Tensions institutionnelles au Sénégal : le duel Faye-Sonko autour de la constitution
Au Sénégal, les relations entre le chef de l’État Bassirou Diomaye Faye et Ousmane Sonko entrent dans une phase de confrontation ouverte. Après son départ de la primature en mai dernier, Ousmane Sonko a pris la tête de l’Assemblée nationale, installant un face-à-face direct entre la présidence et le parlement.
Ce conflit, qui s’apparente à un véritable duel entre institutions, se cristallise désormais autour d’un projet de réforme constitutionnelle majeur. La politique africaine observe avec attention ce rééquilibrage des forces au sein de l’appareil étatique sénégalais, où l’exécutif et le législatif semblent s’affronter durablement.
Lors de la session du 29 juin, l’Assemblée nationale, largement dominée par le Pastef avec 130 députés sur 165, a voté en faveur d’une révision de la charte fondamentale. Néanmoins, le garde des Sceaux, Me Moussa Sarr, a immédiatement précisé que la validation finale du texte serait soumise à l’arbitrage des citoyens via un prochain référendum.

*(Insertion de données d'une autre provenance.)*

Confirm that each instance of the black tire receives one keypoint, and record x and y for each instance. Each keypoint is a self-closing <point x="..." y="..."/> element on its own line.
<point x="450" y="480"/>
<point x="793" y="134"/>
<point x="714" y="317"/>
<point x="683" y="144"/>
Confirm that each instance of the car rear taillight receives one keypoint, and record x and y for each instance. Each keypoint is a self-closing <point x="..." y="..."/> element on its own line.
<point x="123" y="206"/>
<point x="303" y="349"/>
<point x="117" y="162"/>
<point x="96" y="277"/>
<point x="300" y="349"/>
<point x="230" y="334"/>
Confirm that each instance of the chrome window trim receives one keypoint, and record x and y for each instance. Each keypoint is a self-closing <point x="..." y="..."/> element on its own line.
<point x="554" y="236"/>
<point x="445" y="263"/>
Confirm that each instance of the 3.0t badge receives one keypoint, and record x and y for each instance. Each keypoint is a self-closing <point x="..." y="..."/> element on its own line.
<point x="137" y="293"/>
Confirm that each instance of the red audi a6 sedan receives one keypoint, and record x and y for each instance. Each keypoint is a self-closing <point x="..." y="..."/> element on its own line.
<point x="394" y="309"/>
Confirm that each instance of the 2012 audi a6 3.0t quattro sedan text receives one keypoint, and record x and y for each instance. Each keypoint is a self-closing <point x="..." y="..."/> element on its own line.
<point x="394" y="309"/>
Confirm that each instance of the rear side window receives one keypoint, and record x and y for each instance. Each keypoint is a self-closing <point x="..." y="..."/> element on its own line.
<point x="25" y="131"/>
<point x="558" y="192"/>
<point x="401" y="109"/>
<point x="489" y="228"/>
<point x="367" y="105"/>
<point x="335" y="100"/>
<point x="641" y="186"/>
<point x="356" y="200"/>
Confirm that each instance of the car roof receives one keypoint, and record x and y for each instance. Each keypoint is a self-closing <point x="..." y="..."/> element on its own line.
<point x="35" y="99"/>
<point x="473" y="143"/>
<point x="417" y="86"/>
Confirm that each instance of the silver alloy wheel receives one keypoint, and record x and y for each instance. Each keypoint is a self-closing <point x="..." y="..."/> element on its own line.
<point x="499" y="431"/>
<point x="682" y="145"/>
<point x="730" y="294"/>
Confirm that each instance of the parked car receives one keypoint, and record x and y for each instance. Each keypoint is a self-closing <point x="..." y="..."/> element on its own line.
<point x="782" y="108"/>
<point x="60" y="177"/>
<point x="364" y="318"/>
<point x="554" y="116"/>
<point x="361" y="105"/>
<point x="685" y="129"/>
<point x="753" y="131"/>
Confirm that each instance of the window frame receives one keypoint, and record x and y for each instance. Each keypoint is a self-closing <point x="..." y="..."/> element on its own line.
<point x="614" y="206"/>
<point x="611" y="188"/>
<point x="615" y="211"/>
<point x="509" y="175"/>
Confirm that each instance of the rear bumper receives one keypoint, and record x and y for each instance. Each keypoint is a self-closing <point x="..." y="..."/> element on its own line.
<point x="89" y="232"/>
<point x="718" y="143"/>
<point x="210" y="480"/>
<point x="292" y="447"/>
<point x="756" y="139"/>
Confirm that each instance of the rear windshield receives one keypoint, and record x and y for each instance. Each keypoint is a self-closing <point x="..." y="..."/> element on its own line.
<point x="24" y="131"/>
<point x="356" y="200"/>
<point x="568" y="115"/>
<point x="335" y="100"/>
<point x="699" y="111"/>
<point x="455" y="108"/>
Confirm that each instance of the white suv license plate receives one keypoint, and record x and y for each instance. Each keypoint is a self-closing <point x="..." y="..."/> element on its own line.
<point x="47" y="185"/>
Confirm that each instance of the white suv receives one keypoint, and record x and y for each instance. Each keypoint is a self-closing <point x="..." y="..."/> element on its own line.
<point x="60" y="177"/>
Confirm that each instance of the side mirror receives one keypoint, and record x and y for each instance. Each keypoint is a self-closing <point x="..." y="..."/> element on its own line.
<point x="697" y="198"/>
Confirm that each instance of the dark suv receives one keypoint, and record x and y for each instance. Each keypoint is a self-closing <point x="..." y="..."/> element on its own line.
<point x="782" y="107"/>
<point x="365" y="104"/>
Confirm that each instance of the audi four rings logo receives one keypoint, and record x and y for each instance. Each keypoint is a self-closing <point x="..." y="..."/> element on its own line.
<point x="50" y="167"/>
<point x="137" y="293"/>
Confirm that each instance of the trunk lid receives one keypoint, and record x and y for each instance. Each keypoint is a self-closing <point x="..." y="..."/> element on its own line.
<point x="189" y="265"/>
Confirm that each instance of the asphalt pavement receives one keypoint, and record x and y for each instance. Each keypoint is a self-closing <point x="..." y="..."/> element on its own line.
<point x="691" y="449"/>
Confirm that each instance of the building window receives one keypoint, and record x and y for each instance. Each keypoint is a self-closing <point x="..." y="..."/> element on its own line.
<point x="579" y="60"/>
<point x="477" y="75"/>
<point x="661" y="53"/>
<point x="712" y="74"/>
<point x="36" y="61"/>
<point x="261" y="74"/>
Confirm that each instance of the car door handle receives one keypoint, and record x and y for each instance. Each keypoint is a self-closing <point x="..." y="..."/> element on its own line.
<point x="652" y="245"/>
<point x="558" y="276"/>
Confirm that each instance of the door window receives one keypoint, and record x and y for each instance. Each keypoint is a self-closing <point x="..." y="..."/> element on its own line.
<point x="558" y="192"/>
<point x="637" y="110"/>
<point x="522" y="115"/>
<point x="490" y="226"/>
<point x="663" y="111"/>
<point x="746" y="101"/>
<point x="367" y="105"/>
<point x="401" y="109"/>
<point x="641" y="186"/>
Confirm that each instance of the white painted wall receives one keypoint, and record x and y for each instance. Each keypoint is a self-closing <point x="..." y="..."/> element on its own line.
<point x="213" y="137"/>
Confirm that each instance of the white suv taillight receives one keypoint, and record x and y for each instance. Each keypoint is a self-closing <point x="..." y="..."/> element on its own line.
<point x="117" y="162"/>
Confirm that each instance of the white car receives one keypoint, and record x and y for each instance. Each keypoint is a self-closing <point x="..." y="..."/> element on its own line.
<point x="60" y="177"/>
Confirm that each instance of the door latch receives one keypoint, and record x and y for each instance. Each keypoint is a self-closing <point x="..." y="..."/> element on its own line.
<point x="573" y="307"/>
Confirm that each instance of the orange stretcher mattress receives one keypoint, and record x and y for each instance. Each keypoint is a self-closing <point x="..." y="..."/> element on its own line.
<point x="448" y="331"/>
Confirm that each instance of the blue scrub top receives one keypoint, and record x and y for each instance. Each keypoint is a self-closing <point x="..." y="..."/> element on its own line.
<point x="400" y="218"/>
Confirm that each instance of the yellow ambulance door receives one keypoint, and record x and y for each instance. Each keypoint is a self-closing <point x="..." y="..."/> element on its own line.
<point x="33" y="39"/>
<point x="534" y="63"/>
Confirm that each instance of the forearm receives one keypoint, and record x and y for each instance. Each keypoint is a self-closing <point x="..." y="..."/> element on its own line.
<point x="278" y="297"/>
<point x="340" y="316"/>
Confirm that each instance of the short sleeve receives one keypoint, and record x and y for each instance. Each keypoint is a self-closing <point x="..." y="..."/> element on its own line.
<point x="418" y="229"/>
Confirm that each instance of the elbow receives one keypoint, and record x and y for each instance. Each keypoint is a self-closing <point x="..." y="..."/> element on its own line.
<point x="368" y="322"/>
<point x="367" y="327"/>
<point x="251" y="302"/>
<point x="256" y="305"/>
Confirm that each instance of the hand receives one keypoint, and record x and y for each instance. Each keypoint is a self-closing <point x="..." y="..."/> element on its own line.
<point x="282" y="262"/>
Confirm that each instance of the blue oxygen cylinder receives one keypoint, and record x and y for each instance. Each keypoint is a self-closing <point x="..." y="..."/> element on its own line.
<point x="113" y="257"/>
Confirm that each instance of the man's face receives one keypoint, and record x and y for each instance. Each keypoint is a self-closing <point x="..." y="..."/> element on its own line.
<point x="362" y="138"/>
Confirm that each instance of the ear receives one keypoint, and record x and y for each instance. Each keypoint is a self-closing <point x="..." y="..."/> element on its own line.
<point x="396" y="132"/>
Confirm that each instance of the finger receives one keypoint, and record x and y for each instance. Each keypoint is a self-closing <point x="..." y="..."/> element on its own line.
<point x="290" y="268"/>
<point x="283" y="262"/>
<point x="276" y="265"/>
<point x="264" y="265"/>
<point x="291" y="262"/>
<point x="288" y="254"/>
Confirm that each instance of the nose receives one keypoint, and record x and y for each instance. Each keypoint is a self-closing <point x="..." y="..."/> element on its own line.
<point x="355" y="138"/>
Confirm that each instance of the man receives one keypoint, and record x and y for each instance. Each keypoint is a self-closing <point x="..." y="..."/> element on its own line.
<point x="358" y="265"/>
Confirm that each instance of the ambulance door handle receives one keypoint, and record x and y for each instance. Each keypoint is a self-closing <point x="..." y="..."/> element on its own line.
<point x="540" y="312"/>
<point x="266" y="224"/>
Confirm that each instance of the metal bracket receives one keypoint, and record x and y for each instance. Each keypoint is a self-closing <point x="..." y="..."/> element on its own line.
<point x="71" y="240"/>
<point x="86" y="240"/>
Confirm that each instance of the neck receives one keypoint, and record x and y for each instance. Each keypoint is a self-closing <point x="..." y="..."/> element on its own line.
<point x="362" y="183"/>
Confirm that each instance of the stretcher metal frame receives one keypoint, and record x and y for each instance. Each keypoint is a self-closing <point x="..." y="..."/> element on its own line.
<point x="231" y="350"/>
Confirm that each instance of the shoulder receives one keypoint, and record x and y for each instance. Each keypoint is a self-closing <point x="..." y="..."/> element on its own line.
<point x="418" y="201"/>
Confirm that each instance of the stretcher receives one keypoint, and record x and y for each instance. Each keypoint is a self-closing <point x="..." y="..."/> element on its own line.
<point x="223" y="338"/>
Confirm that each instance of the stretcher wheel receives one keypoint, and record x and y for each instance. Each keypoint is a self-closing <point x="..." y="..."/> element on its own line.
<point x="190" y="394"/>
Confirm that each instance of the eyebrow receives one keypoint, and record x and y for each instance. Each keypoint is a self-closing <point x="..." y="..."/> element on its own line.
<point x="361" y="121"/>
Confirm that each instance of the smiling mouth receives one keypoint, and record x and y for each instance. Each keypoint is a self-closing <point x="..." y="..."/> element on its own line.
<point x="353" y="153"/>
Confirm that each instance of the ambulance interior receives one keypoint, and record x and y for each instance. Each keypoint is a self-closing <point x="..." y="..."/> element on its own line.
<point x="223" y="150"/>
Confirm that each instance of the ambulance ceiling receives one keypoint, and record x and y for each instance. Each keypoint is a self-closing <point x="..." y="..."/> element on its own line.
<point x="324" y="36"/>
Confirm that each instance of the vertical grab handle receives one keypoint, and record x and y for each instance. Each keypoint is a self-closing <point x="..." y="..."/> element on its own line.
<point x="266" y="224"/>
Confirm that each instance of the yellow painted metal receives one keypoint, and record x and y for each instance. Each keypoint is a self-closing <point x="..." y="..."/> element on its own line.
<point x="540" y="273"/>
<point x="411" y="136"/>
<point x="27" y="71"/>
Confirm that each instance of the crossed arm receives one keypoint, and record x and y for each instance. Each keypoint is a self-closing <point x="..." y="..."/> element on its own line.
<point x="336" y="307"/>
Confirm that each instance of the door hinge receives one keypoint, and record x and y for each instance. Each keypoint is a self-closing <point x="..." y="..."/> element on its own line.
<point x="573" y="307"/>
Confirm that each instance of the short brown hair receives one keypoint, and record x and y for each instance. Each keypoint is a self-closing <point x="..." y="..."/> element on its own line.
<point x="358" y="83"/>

Une architecture institutionnelle en pleine mutation
Le projet législatif est loin de faire l’unanimité. La commission des lois a d’ores et déjà rejeté plusieurs amendements soumis par le gouvernement, témoignant d’une rupture de dialogue entre les instances. Les débats précédant le vote ont été particulièrement électriques, aboutissant au retrait des parlementaires de l’opposition qui ont quitté l’hémicycle pour protester contre la procédure en cours.
Cette volonté de transformation institutionnelle, portée par la nouvelle majorité parlementaire, souligne les enjeux de pouvoir actuels au sein d’une société africaine en quête de nouveaux modèles de gouvernance et de stabilité.